Number of Wisconsin dairy farms continues to decline
Wisconsin lost 500 dairy farms in the last year, according to the latest numbers from the state Department of Agriculture, Trade and Consumer Protection.
There were 8,801 dairy herds licensed in Wisconsin as of Jan. 1, 2018. The number of dairies in the state has fallen more than 20 percent in the last five years. But milk production continues to grow every year as many commercial farms expand.
"The growth is really in the medium- to large-size dairy operations," said Steven Deller, professor of agricultural and applied economics at the University of Wisconsin-Madison. "The growth in those sectors and the increase in productivity of being a bigger operation, the volume of milk is actually not being affected by this."

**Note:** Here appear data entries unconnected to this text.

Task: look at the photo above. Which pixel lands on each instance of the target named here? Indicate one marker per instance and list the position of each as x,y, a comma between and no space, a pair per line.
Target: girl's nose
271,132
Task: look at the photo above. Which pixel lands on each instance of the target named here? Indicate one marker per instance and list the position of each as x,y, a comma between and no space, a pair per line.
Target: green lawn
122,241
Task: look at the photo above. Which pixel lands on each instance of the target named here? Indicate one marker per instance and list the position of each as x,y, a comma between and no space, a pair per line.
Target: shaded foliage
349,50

Deller said it’s not profitable for dairy farms to operate on a small scale, so the number of commercial farms in the state is likely to continue to decline.
Kevin Bernhardt, a UW-Platteville agribusiness professor, said it’s not a bad thing for farms to grow larger. But he said having fewer farms in the state could hurt rural communities.

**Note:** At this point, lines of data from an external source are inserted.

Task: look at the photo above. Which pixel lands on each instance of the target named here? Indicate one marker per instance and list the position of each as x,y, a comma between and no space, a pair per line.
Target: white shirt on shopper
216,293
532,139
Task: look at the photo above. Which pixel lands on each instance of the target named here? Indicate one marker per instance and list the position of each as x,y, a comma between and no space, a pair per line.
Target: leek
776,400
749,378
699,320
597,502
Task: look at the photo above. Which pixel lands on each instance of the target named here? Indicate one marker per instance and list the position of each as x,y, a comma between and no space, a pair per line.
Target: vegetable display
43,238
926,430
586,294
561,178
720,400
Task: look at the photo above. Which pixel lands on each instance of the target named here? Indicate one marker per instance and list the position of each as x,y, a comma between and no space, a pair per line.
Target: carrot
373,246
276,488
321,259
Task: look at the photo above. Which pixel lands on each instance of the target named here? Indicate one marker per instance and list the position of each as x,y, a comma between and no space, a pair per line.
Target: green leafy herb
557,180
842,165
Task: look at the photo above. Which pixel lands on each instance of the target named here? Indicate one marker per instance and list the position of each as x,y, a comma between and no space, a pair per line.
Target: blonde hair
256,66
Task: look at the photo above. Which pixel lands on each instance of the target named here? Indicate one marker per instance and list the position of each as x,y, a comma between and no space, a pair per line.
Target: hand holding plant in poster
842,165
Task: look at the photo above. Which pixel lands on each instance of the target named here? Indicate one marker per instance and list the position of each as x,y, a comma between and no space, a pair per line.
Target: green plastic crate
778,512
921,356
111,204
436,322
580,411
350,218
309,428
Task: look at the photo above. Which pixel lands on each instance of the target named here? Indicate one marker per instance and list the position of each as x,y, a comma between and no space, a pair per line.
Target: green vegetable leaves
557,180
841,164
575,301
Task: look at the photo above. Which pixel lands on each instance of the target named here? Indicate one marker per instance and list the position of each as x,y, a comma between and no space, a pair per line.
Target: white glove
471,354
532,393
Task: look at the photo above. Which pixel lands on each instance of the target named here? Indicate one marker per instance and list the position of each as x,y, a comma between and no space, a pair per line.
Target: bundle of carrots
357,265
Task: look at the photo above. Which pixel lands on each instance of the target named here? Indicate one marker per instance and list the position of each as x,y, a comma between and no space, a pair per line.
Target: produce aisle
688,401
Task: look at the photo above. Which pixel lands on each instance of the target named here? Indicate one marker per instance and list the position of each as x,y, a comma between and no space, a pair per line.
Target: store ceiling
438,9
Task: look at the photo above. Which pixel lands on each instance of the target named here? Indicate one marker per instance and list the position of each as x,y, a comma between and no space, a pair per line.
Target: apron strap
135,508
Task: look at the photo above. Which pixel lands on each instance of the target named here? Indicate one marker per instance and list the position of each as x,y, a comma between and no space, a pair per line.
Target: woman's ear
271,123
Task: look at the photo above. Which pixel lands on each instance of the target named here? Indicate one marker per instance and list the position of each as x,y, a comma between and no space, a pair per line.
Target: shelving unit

"Less farms, less number of kids going to schools, less number of people who are buying inputs and so forth, less number of people to serve on school boards and church councils, etc.," Bernhardt said. "Less farms out there is not necessarily all negative, but it certainly has impacts on the rural community."
But Deller said when farms aren’t able to be profitable, they aren’t contributing to the local economy.
"Do you want to have 10 small farms that are producing poverty level jobs or income levels, or do you want to have one big farm that pays decent wages? From the point of view from the local economy, you want that one bigger operation," Deller said.
Deller said a growing interest in local food and specialty crops like hops, means there are still other kinds of farming opportunities for small producers in the state.